Research Paper Volume 12, Issue 5 pp 4592—4602
Leisure-time physical activity volume, intensity, and duration from mid- to late-life in U.S. subpopulations by race and sex. The Atherosclerosis Risk In Communities (ARIC) Study
- 1 Department of Epidemiology, Gillings School of Global Public Health, University of North Carolina, Chapel Hill, NC 27599, USA
- 2 Department of Biostatistics, Gillings School of Global Public Health, University of North Carolina, Chapel Hill, NC 27599, USA
- 3 Division of General Medicine, Department of Medicine, Columbia University Medical Center, New York, NY 10032, USA
- 4 Sticht Center on Aging, Wake Forest School of Medicine, Wake Forest University, Winston-Salem, NC 27157, USA
Received: December 26, 2019 Accepted: March 2, 2020 Published: March 13, 2020
https://doi.org/10.18632/aging.102916How to Cite
Copyright © 2020 Kats et al. This is an open-access article distributed under the terms of the Creative Commons Attribution License (CC BY 3.0), which permits unrestricted use, distribution, and reproduction in any medium, provided the original author and source are credited.
Abstract
Mitigating age-related disease and disability presents challenges.
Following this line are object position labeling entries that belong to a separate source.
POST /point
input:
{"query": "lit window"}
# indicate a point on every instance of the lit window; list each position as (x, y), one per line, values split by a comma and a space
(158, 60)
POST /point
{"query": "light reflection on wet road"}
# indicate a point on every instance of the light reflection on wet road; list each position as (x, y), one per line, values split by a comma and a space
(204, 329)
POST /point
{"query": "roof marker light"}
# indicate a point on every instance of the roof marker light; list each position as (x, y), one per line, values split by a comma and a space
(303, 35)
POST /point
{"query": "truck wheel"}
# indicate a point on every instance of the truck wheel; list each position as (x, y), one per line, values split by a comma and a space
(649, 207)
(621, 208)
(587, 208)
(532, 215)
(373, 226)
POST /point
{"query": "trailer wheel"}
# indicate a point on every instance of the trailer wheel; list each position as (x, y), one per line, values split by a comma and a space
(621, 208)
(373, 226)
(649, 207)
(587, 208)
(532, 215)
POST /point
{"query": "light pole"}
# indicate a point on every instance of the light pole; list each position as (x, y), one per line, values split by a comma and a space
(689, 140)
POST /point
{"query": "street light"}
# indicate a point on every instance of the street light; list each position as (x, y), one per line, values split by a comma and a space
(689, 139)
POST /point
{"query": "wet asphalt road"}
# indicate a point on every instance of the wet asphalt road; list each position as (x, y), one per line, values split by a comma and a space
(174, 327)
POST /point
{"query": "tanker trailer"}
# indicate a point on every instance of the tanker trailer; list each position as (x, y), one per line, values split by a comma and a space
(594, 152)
Physical activity (PA) may be influential for prolonging health and functioning, warranting characterization of its patterns over the life course in population-based data. With the availability of up to three self-reported assessments of past year leisure-time PA (LTPA) over multiple decades in 15,036 participants (26% African American; 55% women; mean baseline age=54; median follow-up=23 years) from the Atherosclerosis Risk in Communities (ARIC) Study sampled from four U.S. communities, race-sex-stratified trajectories of average weekly intensity (metabolic equivalent of task (MET)), duration (hours), and energy expenditure or volume (MET-h) of LTPA were developed from age 45 to 90 using joint models to accommodate expected non-ignorable attrition. Declines in weekly LTPA intensity, duration, and volume from age 70 to 90 were observed in white women (2.9 to 1.2 MET; 2.5 to 0.6 h; 11.1 to 2.6 MET-h), white men (2.5 to 1.0 MET; 3.5 to 1.8 h; 15.5 to 6.4 MET-h), African American women (2.5 to 2.4 MET; 0.8 to 0.1 h; 6.7 to 6.0 MET-h), and African American men (2.3 to 1.4 MET; 1.5 to 0.6 h; 8.0 to 2.3 MET-h). These data reveal population-wide shifts towards less active lifestyles in older adulthood.
Abbreviations
PA: physical activity; LTPA: leisure-time physical activity; ARIC: Atherosclerosis Risk in Communities; MET: metabolic equivalent of task; MNAR: missingness not at random; CI: confidence interval.